Dialogue national en RDC : le mouvement de Joseph Kabila soutient l’initiative, mais pose sept conditions et rejette un processus piloté par Tshisekedi
Le mouvement Sauvons la RDC, porté par l’ancien président Joseph Kabila, dit favorable à l’organisation d’un dialogue national destiné à sortir la République démocratique du Congo de la crise actuelle.
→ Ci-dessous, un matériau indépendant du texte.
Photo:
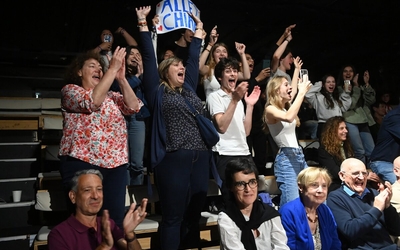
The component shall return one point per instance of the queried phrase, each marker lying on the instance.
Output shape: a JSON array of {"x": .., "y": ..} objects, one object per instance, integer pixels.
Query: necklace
[{"x": 311, "y": 220}]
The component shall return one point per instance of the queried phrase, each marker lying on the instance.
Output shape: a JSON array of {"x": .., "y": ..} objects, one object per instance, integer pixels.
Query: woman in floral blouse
[{"x": 94, "y": 129}]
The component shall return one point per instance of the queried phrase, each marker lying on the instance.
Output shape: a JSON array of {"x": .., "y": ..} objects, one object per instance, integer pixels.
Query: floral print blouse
[{"x": 94, "y": 135}]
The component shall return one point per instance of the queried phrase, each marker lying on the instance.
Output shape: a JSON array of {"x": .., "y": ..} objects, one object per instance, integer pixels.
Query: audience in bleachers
[
  {"x": 136, "y": 123},
  {"x": 246, "y": 222},
  {"x": 280, "y": 115},
  {"x": 365, "y": 218},
  {"x": 327, "y": 100},
  {"x": 94, "y": 128},
  {"x": 358, "y": 117},
  {"x": 85, "y": 229},
  {"x": 334, "y": 148},
  {"x": 210, "y": 57},
  {"x": 387, "y": 146},
  {"x": 180, "y": 158},
  {"x": 336, "y": 115},
  {"x": 308, "y": 222},
  {"x": 232, "y": 120}
]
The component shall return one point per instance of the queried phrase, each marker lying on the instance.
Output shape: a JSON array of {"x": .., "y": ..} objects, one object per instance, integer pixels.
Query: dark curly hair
[
  {"x": 225, "y": 63},
  {"x": 330, "y": 140},
  {"x": 335, "y": 95},
  {"x": 234, "y": 166}
]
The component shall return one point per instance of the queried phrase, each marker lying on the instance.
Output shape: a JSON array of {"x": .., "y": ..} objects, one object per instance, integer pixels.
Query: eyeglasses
[
  {"x": 240, "y": 185},
  {"x": 357, "y": 174}
]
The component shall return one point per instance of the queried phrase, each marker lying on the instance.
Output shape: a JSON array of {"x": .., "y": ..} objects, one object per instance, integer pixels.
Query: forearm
[
  {"x": 295, "y": 80},
  {"x": 248, "y": 119},
  {"x": 132, "y": 244},
  {"x": 101, "y": 89},
  {"x": 295, "y": 107},
  {"x": 129, "y": 95},
  {"x": 245, "y": 75},
  {"x": 277, "y": 55},
  {"x": 203, "y": 59},
  {"x": 128, "y": 38},
  {"x": 225, "y": 119}
]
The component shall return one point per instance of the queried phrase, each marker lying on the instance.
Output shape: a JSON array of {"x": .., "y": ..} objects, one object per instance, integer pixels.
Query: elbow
[{"x": 221, "y": 130}]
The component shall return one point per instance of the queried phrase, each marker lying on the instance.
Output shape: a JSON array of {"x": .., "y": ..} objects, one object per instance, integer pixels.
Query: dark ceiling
[{"x": 40, "y": 37}]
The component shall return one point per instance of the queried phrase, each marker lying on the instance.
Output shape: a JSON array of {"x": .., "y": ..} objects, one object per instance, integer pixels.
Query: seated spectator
[
  {"x": 246, "y": 222},
  {"x": 308, "y": 122},
  {"x": 396, "y": 186},
  {"x": 84, "y": 229},
  {"x": 386, "y": 100},
  {"x": 396, "y": 192},
  {"x": 327, "y": 100},
  {"x": 106, "y": 44},
  {"x": 308, "y": 222},
  {"x": 378, "y": 113},
  {"x": 257, "y": 139},
  {"x": 334, "y": 148},
  {"x": 232, "y": 120},
  {"x": 387, "y": 146},
  {"x": 365, "y": 218}
]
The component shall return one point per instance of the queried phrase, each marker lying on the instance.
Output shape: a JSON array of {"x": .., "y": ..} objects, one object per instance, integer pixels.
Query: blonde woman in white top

Dans une déclaration rendue publique le 1er août et signée par son coordonnateur du secrétariat technique, Moïse Nyarugabo, la plateforme estime toutefois que ce dialogue ne pourra produire des résultats que s’il répond à plusieurs exigences qu’elle juge essentielles.
Le mouvement considère que la RDC traverse une crise multidimensionnelle, marquée par l’insécurité persistante, les tensions politiques, la fragilisation des institutions, les atteintes aux droits et libertés fondamentaux ainsi que la dégradation des conditions de vie des populations. Il affirme que le dialogue constitue la voie la plus appropriée pour restaurer la cohésion nationale, rétablir la confiance entre les acteurs politiques et favoriser une paix durable.
Pour garantir la crédibilité du processus, Sauvons la RDC propose sept conditions. Il réclame d’abord une médiation neutre, indépendante et impartiale, soutenue par l’Union africaine et les Nations unies. Il exige ensuite un dialogue inclusif réunissant toutes les parties prenantes, sans exclusion, avant de plaider pour la tenue des assises dans un pays tiers afin de garantir la sécurité et la sérénité des participants.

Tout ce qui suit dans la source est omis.